Per maggiori informazioni su Marc Sontrop e il suo (i suoi) casi, è
disponibile una documentazione dettagliata, e potrete contattare il Collettivo
contre La Prison:
CCLP
36, rue du Berger
1050 Bruxelles
0485/154674
abaslaprison@hotmail.com
Ecco il testo del volantino che abbiamo distribuito:
Collettivo contro il carcere
Chi siamo?
Siamo alcune persone fuori e dentro che si sono ritrovati intorno al prigioniero
Marc Sontrop per prendere le sue difese e lottare con lui, e con tutt* i prigionier*
che si rivoltano e si battono. Contro le condizioni troppo spesso disumane
nel carcere e il silenzio imposto ai prigionieri - per "dire" il
carcere. Contro il crimine e il fiasco sociale che è il carcere fin
dal suo inizio di due secoli orsono, contro lo scandalo che la sua sola esistenza
rappresenta - per l'abozione del carcere.
Sostenere Marc Sontrop,
perché il suo percorso non fa che illustrare lo stato del sistema giudiziario
e penitenziario in Belgio. All'età di 51 anni, Marc ha fatto 35 anni
dentro e fuori dal carcere. E furono 30 anni di lotte. In tutti questi anni
Marc non ha mai smesso di denunciare le ingiustizie sociali nelle quali si
è imbattuto. Nei periodi di libertà si è impegnato in
numerose azioni sociali, sempre con l'obiettivo di sostenere le vittime del
sistema in cui viviamo. (È stato attivo nel CAP, nel CADIP, nell'associazione
Accueil et Hebergement, in Dire la Prison, ...) L'anno scorso è stato
di nuovo arrestato in conseguenza di una pesante condanna per un incendio,
un atto di rivolta perché gli fosse resa giustizia in una causa di
successione di cui era vittima. La Giustizia ha rifiutato di tenere conto
della dimensione sociale del suo gesto; era più facile farlo passare
per pazzo e, non riuscendo questo, condannarlo a 4 anni. Marc disturba con
la sua lotta e la sua conoscenza del sistema giudiziario, cosa che gli vale
l'accanimento di alcuni nel tenerlo dietro le sbarre, per fiaccare la sua
resistenza. Per rimediare a questa ingiustizia e permettergli di continuare
a combattere nelle migliori condizioni, la sua liberazione ci sembra una necessità
indiscutibile e legittima.
Dire La Prison
perché i prigionieri possano loro stessi esprimersi e difendersi contro
le menzogne e i fantasmi che circondano il carcere, disumanizzano i detenut*
e legittimano l'esistenza del sistema carcerario e delle sue realtà
brutali, gli abusi, le assurdità. Si è molto parlato di carceri
negli ultimi mesi, ma la voce dei prigionieri non è mai stata sentita.

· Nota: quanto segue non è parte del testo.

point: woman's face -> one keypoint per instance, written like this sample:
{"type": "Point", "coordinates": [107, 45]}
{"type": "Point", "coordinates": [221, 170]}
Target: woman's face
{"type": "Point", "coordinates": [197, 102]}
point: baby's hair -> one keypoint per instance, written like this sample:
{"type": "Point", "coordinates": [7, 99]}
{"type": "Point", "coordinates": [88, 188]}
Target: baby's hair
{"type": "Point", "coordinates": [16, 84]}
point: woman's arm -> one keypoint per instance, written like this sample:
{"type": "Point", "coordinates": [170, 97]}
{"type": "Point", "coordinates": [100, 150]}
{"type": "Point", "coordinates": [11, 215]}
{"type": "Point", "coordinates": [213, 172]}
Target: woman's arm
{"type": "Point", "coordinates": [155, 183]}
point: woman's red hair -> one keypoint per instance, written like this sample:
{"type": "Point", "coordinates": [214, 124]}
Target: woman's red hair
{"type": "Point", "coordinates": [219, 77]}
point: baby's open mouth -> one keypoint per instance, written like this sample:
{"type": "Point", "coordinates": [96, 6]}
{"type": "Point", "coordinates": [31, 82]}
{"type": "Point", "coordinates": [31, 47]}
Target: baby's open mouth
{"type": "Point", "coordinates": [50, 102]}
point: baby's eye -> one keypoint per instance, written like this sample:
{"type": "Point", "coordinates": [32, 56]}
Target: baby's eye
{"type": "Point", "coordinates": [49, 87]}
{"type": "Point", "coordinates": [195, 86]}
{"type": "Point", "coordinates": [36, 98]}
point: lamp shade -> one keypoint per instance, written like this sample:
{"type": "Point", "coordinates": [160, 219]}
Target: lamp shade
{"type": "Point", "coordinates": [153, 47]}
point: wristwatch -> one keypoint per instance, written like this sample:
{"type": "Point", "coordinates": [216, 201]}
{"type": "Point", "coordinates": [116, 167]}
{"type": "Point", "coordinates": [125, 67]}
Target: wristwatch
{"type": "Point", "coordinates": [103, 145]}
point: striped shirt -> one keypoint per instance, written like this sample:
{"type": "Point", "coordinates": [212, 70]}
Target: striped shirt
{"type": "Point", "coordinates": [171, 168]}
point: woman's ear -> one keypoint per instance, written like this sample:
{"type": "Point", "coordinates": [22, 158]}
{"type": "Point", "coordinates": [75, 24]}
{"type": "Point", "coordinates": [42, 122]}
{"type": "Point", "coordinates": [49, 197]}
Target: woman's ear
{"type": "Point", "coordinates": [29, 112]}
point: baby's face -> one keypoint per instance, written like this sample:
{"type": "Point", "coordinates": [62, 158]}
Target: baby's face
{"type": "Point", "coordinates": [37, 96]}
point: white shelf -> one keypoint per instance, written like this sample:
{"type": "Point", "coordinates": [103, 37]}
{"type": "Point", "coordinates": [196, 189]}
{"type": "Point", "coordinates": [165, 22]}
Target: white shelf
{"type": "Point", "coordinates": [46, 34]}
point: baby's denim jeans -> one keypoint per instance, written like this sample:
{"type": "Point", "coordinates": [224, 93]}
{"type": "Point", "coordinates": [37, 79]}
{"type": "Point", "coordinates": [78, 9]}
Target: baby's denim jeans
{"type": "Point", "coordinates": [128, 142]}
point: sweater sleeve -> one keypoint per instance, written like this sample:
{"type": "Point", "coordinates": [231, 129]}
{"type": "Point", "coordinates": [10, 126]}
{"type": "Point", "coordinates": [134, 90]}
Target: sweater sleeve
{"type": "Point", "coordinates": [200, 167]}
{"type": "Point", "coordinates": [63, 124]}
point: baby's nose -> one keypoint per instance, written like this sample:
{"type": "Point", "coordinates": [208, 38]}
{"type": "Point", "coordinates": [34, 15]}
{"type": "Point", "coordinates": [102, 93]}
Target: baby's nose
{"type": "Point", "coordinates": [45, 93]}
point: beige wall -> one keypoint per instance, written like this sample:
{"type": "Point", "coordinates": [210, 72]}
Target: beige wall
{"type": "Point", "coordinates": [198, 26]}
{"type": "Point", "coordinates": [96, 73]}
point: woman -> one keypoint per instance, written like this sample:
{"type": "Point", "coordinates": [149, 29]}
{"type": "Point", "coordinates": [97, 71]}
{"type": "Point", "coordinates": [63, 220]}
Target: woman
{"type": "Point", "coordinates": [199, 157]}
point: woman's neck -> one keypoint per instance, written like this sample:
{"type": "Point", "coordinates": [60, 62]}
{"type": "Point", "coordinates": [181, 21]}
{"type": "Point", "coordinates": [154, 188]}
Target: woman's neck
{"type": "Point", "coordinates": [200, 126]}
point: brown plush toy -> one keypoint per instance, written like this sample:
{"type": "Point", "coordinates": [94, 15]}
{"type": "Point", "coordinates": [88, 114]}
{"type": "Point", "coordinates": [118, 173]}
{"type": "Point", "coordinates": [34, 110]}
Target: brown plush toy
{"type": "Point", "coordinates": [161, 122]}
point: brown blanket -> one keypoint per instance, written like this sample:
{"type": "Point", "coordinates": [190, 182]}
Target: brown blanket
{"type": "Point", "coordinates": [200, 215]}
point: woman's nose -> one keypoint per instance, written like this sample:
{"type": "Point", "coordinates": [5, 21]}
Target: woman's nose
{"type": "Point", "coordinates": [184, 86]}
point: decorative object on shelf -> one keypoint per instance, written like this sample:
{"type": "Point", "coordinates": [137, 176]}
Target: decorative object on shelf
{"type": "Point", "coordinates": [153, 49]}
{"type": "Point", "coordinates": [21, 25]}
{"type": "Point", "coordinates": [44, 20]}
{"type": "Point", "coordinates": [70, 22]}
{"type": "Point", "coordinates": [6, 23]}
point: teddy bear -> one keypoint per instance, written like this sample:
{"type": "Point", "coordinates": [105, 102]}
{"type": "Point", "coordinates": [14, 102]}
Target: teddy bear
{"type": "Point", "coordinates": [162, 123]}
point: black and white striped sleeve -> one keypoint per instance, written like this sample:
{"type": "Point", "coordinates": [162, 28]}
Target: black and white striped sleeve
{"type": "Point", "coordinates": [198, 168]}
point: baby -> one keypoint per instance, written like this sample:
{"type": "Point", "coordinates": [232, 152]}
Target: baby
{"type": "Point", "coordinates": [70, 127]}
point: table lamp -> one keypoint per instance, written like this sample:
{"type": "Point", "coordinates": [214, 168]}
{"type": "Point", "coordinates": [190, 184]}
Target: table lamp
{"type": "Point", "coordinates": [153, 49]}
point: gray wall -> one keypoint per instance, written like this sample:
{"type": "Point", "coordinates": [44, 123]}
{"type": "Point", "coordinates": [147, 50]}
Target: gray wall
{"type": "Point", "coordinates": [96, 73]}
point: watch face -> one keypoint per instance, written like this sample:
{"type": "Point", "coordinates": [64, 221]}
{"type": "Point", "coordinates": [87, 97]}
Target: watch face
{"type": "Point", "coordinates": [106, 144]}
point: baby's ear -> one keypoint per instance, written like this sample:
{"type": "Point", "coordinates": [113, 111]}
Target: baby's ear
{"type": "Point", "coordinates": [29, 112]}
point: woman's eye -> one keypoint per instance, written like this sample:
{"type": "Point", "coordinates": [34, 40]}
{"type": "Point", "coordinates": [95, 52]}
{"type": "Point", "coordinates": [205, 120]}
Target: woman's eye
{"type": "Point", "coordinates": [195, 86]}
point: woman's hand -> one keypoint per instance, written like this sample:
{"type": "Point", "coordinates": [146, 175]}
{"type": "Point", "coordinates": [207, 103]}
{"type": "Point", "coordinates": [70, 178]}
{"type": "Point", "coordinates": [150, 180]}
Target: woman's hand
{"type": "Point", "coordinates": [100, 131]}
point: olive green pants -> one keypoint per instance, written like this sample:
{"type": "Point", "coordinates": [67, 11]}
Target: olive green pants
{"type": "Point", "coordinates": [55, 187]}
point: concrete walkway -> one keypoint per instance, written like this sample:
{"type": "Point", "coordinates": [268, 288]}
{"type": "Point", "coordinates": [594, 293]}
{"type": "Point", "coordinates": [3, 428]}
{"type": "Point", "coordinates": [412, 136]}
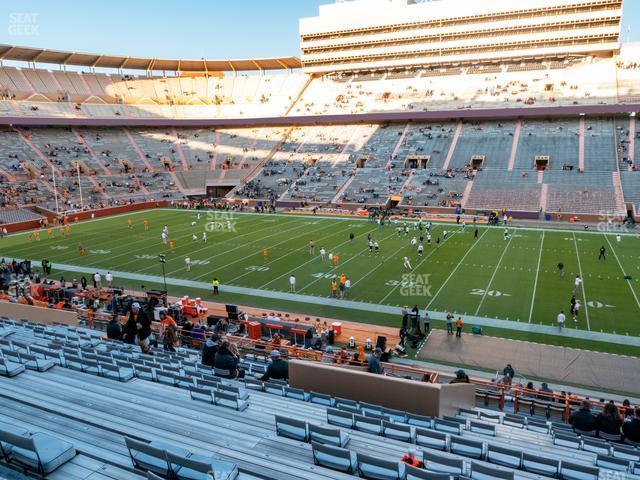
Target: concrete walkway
{"type": "Point", "coordinates": [369, 307]}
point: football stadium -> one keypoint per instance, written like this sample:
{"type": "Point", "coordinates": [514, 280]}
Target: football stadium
{"type": "Point", "coordinates": [405, 248]}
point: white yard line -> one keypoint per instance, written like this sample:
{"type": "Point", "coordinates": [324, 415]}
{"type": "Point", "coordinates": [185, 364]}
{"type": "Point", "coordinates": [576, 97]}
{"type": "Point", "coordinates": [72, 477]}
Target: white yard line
{"type": "Point", "coordinates": [456, 268]}
{"type": "Point", "coordinates": [435, 249]}
{"type": "Point", "coordinates": [357, 255]}
{"type": "Point", "coordinates": [622, 269]}
{"type": "Point", "coordinates": [535, 283]}
{"type": "Point", "coordinates": [584, 295]}
{"type": "Point", "coordinates": [245, 244]}
{"type": "Point", "coordinates": [495, 271]}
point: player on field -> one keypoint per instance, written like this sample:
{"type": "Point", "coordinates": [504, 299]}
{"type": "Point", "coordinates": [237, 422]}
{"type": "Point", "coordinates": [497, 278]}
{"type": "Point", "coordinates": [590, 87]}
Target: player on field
{"type": "Point", "coordinates": [576, 310]}
{"type": "Point", "coordinates": [577, 283]}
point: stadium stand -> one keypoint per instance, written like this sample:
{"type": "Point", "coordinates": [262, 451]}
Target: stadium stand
{"type": "Point", "coordinates": [107, 390]}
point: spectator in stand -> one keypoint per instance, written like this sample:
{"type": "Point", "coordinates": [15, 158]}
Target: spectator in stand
{"type": "Point", "coordinates": [114, 329]}
{"type": "Point", "coordinates": [631, 428]}
{"type": "Point", "coordinates": [508, 373]}
{"type": "Point", "coordinates": [225, 360]}
{"type": "Point", "coordinates": [546, 392]}
{"type": "Point", "coordinates": [209, 350]}
{"type": "Point", "coordinates": [373, 362]}
{"type": "Point", "coordinates": [170, 338]}
{"type": "Point", "coordinates": [138, 327]}
{"type": "Point", "coordinates": [278, 369]}
{"type": "Point", "coordinates": [582, 419]}
{"type": "Point", "coordinates": [608, 422]}
{"type": "Point", "coordinates": [461, 377]}
{"type": "Point", "coordinates": [410, 459]}
{"type": "Point", "coordinates": [328, 356]}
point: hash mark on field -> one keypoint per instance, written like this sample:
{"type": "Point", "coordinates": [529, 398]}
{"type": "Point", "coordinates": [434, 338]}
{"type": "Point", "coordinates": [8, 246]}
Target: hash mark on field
{"type": "Point", "coordinates": [535, 284]}
{"type": "Point", "coordinates": [457, 266]}
{"type": "Point", "coordinates": [486, 290]}
{"type": "Point", "coordinates": [622, 269]}
{"type": "Point", "coordinates": [584, 295]}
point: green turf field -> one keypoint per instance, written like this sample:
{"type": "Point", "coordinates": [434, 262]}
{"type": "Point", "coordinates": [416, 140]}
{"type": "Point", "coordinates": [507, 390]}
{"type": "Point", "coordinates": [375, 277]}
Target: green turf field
{"type": "Point", "coordinates": [511, 279]}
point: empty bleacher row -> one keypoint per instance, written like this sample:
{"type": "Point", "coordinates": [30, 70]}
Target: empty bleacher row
{"type": "Point", "coordinates": [128, 400]}
{"type": "Point", "coordinates": [356, 164]}
{"type": "Point", "coordinates": [41, 92]}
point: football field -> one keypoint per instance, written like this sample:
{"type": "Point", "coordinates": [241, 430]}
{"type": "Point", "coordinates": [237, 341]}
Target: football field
{"type": "Point", "coordinates": [511, 278]}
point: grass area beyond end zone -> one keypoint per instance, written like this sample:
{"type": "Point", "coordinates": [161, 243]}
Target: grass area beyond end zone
{"type": "Point", "coordinates": [489, 276]}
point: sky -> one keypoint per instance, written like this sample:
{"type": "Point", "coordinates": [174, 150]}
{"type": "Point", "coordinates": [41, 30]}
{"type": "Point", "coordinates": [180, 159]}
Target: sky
{"type": "Point", "coordinates": [215, 29]}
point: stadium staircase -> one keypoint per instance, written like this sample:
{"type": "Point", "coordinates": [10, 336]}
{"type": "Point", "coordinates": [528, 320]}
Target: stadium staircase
{"type": "Point", "coordinates": [632, 140]}
{"type": "Point", "coordinates": [581, 145]}
{"type": "Point", "coordinates": [183, 160]}
{"type": "Point", "coordinates": [514, 147]}
{"type": "Point", "coordinates": [92, 154]}
{"type": "Point", "coordinates": [137, 149]}
{"type": "Point", "coordinates": [398, 145]}
{"type": "Point", "coordinates": [617, 186]}
{"type": "Point", "coordinates": [95, 394]}
{"type": "Point", "coordinates": [452, 148]}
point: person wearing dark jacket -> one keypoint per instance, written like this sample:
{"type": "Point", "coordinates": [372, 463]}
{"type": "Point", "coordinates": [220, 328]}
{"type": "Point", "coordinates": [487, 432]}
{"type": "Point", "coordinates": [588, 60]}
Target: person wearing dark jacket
{"type": "Point", "coordinates": [225, 360]}
{"type": "Point", "coordinates": [209, 350]}
{"type": "Point", "coordinates": [114, 330]}
{"type": "Point", "coordinates": [138, 327]}
{"type": "Point", "coordinates": [278, 369]}
{"type": "Point", "coordinates": [609, 421]}
{"type": "Point", "coordinates": [631, 428]}
{"type": "Point", "coordinates": [582, 419]}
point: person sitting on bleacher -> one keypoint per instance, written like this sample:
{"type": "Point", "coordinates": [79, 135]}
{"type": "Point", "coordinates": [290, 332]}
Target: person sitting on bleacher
{"type": "Point", "coordinates": [410, 459]}
{"type": "Point", "coordinates": [631, 428]}
{"type": "Point", "coordinates": [209, 350]}
{"type": "Point", "coordinates": [114, 329]}
{"type": "Point", "coordinates": [582, 419]}
{"type": "Point", "coordinates": [278, 369]}
{"type": "Point", "coordinates": [226, 360]}
{"type": "Point", "coordinates": [609, 421]}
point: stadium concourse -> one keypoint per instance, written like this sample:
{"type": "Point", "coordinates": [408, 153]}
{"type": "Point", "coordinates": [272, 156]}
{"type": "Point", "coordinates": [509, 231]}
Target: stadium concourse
{"type": "Point", "coordinates": [410, 253]}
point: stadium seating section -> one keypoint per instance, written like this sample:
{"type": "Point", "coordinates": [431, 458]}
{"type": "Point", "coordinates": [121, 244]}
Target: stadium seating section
{"type": "Point", "coordinates": [166, 413]}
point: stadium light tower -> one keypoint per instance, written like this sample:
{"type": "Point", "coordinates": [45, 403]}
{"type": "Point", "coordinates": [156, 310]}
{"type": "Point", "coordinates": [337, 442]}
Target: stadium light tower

Bisogna dare la parola ai prigionieri! Noi vogliamo fare una breccia nel muro
del silenzio e creare uno spazio di libertà dove i prigionieri possano
parlare, tra loro e con l'esterno. Bisogna informare i detenuti e i loro familiari
sui diritti dei prigionieri (se ce ne sono!) sulle lotte che sono state portate
avanti nel passato e che ancora si portano avanti oggi, sulle avanzate che
si sono già fatte, malgrado tutto, e sulle nuove prospettive che si
aprono.
Abolizione del carcere
perché il carcere è "un crimine e un fiasco sociale",
perché la sua stessa esistenza è uno scandalo nella società
che si pretende "umana", "civile", "democratica".
Si è spesso detto che il carcere ha due obiettivi: difendere l'ordine
pubblico (diminuire la "criminalità") e risocializzare. Tutti
lo sanno: nei suoi due obiettivi il carcere è un fiasco totale. Il
carcere non reinserisce i detenuti, anzi: esso distrugge i legami sociali
e tutto quello che resta di umano nei prigionieri. E non impedisce ai crimini
di essere commessi: la recidiva ne è la prova. Il carcere non risponde
dunque a nessuno degli scopi che si prefigge di raggiungere. E questo da due
secoli e a dispetto di tutte le riforme. Non si possono umanizzare le carceri,
introdurre diritti nelle carceri: le esigenze di sicurezza mettono sempre
i diritti in pericolo, necessariamente. Alla fine il carcere è il luogo
per eccellenza del diritto di Stato, e serve a un solo scopo: la difesa di
una società basata sulla disuguaglianza sociale, in cui la miseria
dell'uno è la condizione per la ricchezza dell'altro. Il diritto di
Stato e la Giustizia ci impongono valori che non sono i nostri; noi vogliamo
un'altra società basata sull'uguaglianza e la libertà sociale,
dove la libertà dell'uno è la condizione della libertà
dell'altro. È con questa prospettiva che vogliamo cominciare a pensare
il carcere e la sua scomparsa!
L'unica soluzione è l'abolizione totale di tutte le forme di imprigionamento.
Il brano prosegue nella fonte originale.